The new dimensions of nuclear war terrified the world and the American people. The sheer power of nuclear weapons and the increasing likelihood of such an attack on the United States necessitated a greater response than had yet been required of civil defense. Civil defense, something previously considered an important and common sense step, also became divisive and controversial in the charged atmosphere of the Cold War. In 1950, the National Security Resources Board created a 162 page document outlining a model civil defense structure for the U.S. Called the "Blue Book" by civil defense professionals in reference to its solid blue cover, it was the template for legislation and organization that occurred over the next 40 years. Despite a general agreement on the importance of civil defense, Congress never came close to meeting the budget requests of federal civil defense agencies. Throughout the Cold War, Civil defense was characterized by fits and starts. Indeed, the responsibilities were passed through a myriad of agencies, and specific programs were often boosted and scrapped.

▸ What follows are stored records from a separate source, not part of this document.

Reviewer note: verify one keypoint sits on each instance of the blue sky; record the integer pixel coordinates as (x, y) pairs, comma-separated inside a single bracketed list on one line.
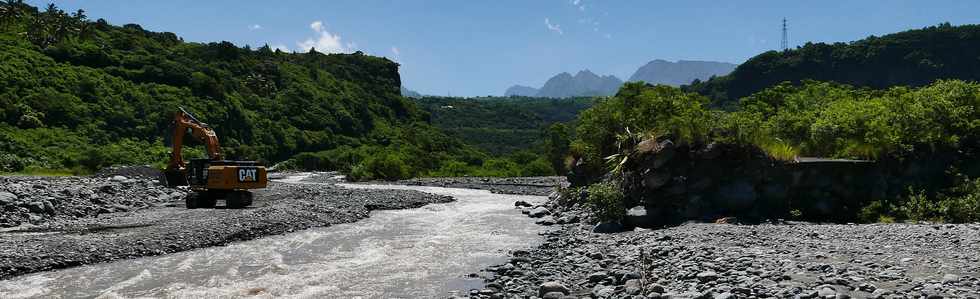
[(476, 48)]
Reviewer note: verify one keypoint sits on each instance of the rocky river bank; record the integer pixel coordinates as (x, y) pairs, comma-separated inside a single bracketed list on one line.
[(85, 220), (768, 260)]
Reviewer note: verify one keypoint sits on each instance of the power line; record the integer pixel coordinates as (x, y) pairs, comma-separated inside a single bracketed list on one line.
[(785, 43)]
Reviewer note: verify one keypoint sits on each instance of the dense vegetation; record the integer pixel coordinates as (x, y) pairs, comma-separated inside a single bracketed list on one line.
[(80, 95), (501, 125), (525, 136), (938, 123), (909, 58)]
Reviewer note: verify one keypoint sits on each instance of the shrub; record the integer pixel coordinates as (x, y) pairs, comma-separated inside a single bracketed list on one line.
[(963, 204), (875, 211), (918, 207), (606, 201), (386, 166)]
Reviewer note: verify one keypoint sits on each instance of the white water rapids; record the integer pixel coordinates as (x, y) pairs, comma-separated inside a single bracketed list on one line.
[(412, 253)]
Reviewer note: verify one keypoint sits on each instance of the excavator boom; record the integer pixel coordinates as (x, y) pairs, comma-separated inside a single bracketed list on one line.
[(213, 177)]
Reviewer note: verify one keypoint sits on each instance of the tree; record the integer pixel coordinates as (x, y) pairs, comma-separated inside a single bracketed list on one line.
[(558, 145)]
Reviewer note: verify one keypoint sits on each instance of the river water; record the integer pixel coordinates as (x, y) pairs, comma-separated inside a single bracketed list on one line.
[(414, 253)]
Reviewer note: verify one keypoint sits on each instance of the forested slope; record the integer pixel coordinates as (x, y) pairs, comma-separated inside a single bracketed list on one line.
[(911, 58), (501, 125), (77, 94)]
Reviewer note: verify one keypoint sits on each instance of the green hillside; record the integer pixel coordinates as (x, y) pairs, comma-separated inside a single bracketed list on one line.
[(910, 58), (501, 125), (79, 95)]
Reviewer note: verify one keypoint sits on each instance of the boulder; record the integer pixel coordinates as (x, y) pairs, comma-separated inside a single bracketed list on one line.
[(7, 198), (656, 179), (707, 276), (607, 227), (552, 286), (633, 286), (35, 207), (568, 218), (539, 212), (553, 295), (602, 291), (738, 195), (637, 216), (546, 221), (598, 276)]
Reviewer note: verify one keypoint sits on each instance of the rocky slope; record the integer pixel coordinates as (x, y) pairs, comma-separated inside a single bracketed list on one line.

Perhaps the most memorable aspect of the Cold War civil defense effort was the educational effort made or promoted by the government. In Duck and Cover , Bert the Turtle advocated that children " duck and cover " when they "see the flash." Indeed, this was something kids drilled in school. Booklets were also common place such as Survival Under Atomic Attack , Fallout Protection and Nuclear War Survival Skills. To further spread the message, radio Public Service Accouncements including children's songs were created then released by radio stations to educate the public in case of nuclear attack. The transcribed radio program Stars for Defense combined hit music with civil defense advice.

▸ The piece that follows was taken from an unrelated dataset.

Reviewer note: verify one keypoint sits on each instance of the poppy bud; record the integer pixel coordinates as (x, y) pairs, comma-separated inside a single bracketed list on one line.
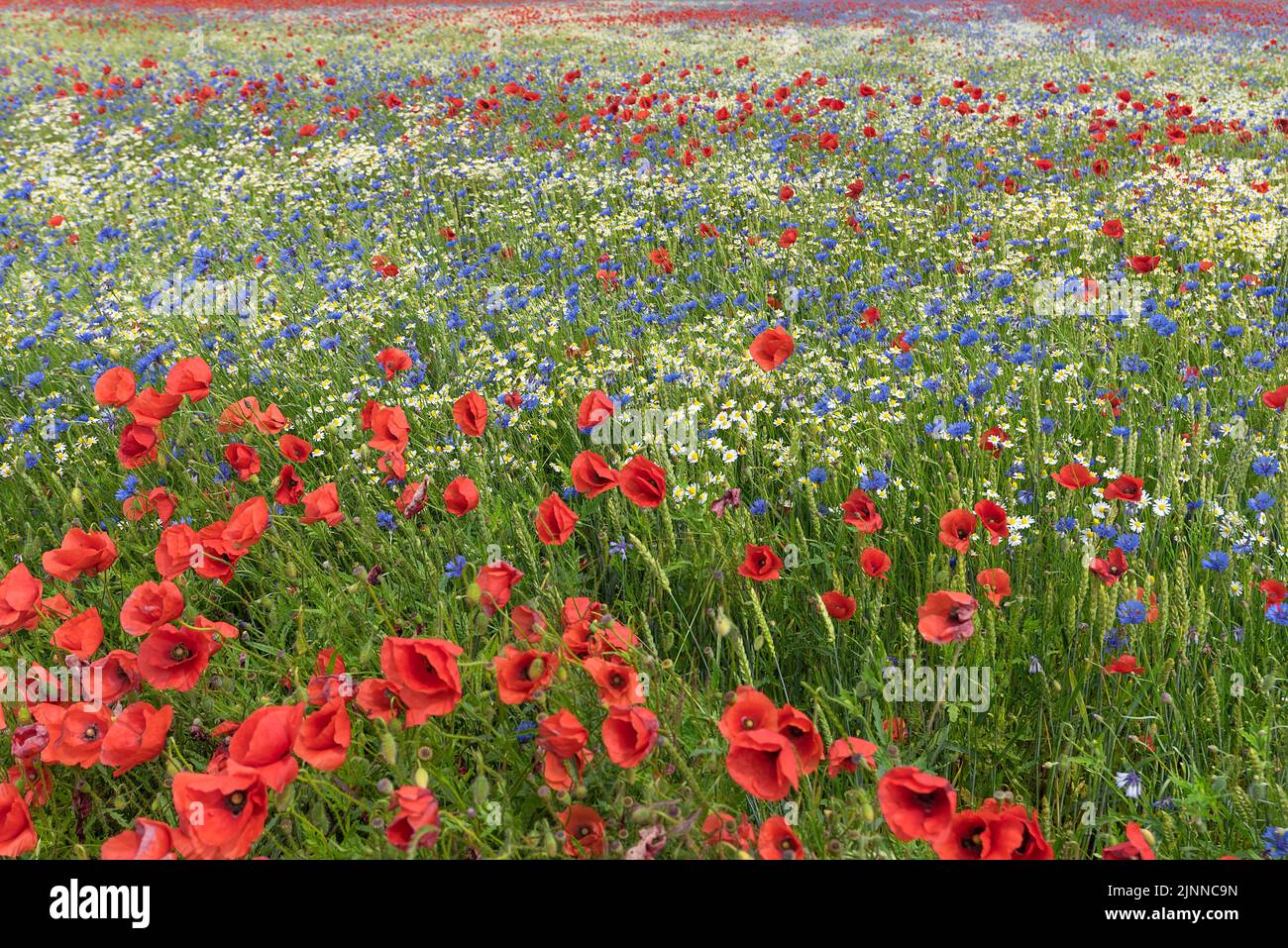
[(389, 749)]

At the dawn of the nuclear age, evacuation was opposed by the federal government. The Federal Civil Defense Administration produced a short movie called Our Cities Must Fight . It argued that in the event of a nuclear war, people need to stay in cities to help repair the infrastructure and man the recovering industries. "Nuclear radiation," it advised, "would only stay in the air a day or two." Despite this early opposition, evacuation plans were soon created. One city at the forefront of such efforts was Portland, Oregon. In 1955, their city government completed "Operation Greenlight"--a drill to evacuate the city center. Hospital patients were packed into semi-trucks, pedestrians were picked up by passing motorists, and the city's construction equipment and emergency vehicles were rushed out to "dispersal points." The entire city center was evacuated in 19 minutes. On December 8, 1957 CBS Television aired a dramatization of how a well prepared city might respond to an imminent nuclear attack. The show , A Day Called 'X', produced "in co-operation with the Federal Civil Defense Administration," was shot in Portland, using City officials and ordinary citizens instead of professional actors. It was narrated by Glenn Ford. Such plans were plausible in the early days of the Cold War, when an attack would have come from strategic bombers, which would have allowed a warning of many hours. The development of Intercontinental ballistic missiles made this goal less realistic, however. Despite that, civil defense officials still worked to prepare evacuation plans. In 1983, President Ronald Reagan announced the Crisis Relocation Plan. The White House suggested that the $10 billion, five-year program could allow the evacuation of targeted urban centers to rural "host areas" and thus save 80% of the population. The plan allowed up to three days for the evacuation to be completed, believing that a nuclear war would not come in a surprise attack but rather as the culmination of a crisis period of rising tensions.